10lbs 4oz Maris Otter
1lb White Wheat Malt
1lb Crisp Dark Crystal (77L)
12oz Crisp Chocolate
8oz Crisp Brown Malt
4oz Crisp Black Barley

Single infusion mash @ 154 degrees.

1oz Challenger (8.2%AA) @ 60 minutes
.25oz EKG (5%AA) @ 60 minutes
.5oz EKG @ 20 minutes
.25oz EKG @ flameout

Wyeast 1968 (harvested from a mild I'll be bottling soon)

OG: 1.062
IBU: 37.5
ABV: 6.1%
 
The grain selection and percentages look solid. The only one that stands out is the brown malt. I'm not sure if you will really see much of a difference with that amount.
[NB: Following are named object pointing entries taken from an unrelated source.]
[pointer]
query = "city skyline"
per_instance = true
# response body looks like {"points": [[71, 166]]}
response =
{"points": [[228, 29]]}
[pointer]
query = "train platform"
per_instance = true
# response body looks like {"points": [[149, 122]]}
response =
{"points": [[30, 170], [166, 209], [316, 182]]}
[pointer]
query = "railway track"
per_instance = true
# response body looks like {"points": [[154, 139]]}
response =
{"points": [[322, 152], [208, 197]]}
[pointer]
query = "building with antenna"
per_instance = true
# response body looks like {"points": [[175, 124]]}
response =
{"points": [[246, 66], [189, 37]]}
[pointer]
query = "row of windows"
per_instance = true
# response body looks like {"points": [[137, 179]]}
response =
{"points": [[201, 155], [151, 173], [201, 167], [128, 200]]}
It looks like about 4% of the grist? Mash temp, yeast, ABV all look like they relate well too. Looks like you are expecting just less that 70% attenuation?
 
The grain selection and percentages look solid. The only one that stands out is the brown malt. I'm not sure if you will really see much of a difference with that amount. It looks like about 4% of the grist? Mash temp, yeast, ABV all look like they relate well too. Looks like you are expecting just less that 70% attenuation?

Thanks for the feedback. As far as my attenuation/ABV, I'm just going off the projected 1.016 finishing gravity from Beer Smith. Wouldn't surprise me if it finished another couple points lower though.